La sonrisa del dependiente se fue desdibujando.

Edgar y Brecha le habían sujetado por los hombros. Jota y otro le habían obligado a mantener las piernas en el interior de la taza. «¡A ver si te traga y el año que viene no apareces!», le había gritado Edgar mientras accionaba el pulsador y la primera corriente de agua helada empapaba sus zapatos. «No cabe. Una rata que no cabe. Cuando mi madre tiró el pájaro, se lo tragó enseguida», añadió Brecha. Siguieron empujándole hacia abajo en un intento absurdo de que lo succionara la tubería mientras pulsaban sin parar el botón de vaciado y la presión en los brazos de Leo comenzaba a doler de verdad.

—Estaba buscando al señor mayor que trabaja aquí —dijo.

—¿Mayor como yo, o mayor como un viejo?

Se arrugó la cara apretándola con las manos por ambos lados. Consiguió que Leo sonriera.

—Como un viejo —contestó.

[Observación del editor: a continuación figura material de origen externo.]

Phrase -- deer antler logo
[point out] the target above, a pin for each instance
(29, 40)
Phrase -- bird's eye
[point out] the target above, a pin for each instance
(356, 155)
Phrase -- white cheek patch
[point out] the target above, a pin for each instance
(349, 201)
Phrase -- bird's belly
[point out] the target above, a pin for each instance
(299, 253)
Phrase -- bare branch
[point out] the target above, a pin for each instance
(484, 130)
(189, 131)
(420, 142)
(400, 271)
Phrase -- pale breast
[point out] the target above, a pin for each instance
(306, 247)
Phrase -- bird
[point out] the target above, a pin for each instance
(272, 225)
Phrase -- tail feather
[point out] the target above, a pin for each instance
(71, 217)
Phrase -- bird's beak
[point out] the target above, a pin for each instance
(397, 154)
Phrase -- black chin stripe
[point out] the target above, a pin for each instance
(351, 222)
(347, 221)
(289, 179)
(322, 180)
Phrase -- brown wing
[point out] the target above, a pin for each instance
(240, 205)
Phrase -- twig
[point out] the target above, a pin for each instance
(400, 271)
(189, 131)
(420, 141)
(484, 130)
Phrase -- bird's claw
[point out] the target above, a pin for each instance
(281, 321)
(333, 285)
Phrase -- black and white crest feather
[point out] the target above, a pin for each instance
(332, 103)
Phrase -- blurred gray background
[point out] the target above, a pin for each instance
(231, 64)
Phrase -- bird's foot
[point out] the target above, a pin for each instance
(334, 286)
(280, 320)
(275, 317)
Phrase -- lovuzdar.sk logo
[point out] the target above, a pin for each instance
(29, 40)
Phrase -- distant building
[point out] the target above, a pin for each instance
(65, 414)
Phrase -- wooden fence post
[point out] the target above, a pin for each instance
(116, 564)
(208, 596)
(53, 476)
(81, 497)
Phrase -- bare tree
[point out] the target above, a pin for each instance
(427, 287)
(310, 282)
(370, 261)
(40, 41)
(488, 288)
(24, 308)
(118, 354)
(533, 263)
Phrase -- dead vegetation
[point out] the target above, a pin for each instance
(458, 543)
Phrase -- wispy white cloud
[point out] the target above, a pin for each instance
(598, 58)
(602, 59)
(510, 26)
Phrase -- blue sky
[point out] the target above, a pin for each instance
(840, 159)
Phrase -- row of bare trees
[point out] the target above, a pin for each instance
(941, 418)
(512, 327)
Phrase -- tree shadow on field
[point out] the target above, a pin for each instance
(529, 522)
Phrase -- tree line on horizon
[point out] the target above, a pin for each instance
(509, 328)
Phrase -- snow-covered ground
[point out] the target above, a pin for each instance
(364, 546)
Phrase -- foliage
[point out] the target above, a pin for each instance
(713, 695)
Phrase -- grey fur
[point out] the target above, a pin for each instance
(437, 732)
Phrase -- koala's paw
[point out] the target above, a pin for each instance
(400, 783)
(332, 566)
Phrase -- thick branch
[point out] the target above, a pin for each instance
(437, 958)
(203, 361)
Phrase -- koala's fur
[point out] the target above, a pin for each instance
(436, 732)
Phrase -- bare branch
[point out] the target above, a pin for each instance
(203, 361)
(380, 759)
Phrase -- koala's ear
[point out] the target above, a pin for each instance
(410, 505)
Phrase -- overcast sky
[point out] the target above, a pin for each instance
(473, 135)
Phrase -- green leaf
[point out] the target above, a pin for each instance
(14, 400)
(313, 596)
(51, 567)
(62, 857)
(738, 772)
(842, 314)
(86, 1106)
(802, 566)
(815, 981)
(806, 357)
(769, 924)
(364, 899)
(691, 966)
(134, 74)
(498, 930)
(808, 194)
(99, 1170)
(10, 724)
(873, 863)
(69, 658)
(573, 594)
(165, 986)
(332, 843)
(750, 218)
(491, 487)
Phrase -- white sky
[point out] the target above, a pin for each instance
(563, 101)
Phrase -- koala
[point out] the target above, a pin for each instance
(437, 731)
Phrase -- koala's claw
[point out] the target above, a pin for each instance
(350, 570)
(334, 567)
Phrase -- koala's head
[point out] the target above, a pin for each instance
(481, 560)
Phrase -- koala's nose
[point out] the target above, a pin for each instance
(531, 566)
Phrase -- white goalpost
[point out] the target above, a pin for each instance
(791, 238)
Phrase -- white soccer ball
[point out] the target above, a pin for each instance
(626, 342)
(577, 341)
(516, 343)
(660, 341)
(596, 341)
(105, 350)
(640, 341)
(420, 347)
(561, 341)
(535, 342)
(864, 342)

Se pasó la mano por encima de la cabeza y añadió—: Con el pelo blanco.

—¿Te refieres al señor Palmer?

Leo encogió los hombros.

—¿Esto te parecen pilas normales o de las pequeñas? —preguntó el dependiente.

Le acercó uno de los paquetes a la cara. Tenía los dedos huesudos, amarillentos en la punta.

—De las pequeñas. Ahí pone triple A.

El dependiente miró el paquete. Cogió otro. Los comparó forzando los ojos.

—Sí, es él. —Tiró las pilas de vuelta a la caja, como si hubieran dejado de importarle—. Pero ya no trabaja aquí. Hará más de un mes que traspasó el negocio. Me lo ha dejado tal y como lo tenía, con el rótulo de neón y todo. Me parece que esta va a seguir siendo
la tienda del americano
durante mucho tiempo. —Utilizó el calificativo con cierto desdén, consciente de que no iba a poder luchar contra tres décadas de costumbre—. Y todavía no sé si he invertido bien mi dinero.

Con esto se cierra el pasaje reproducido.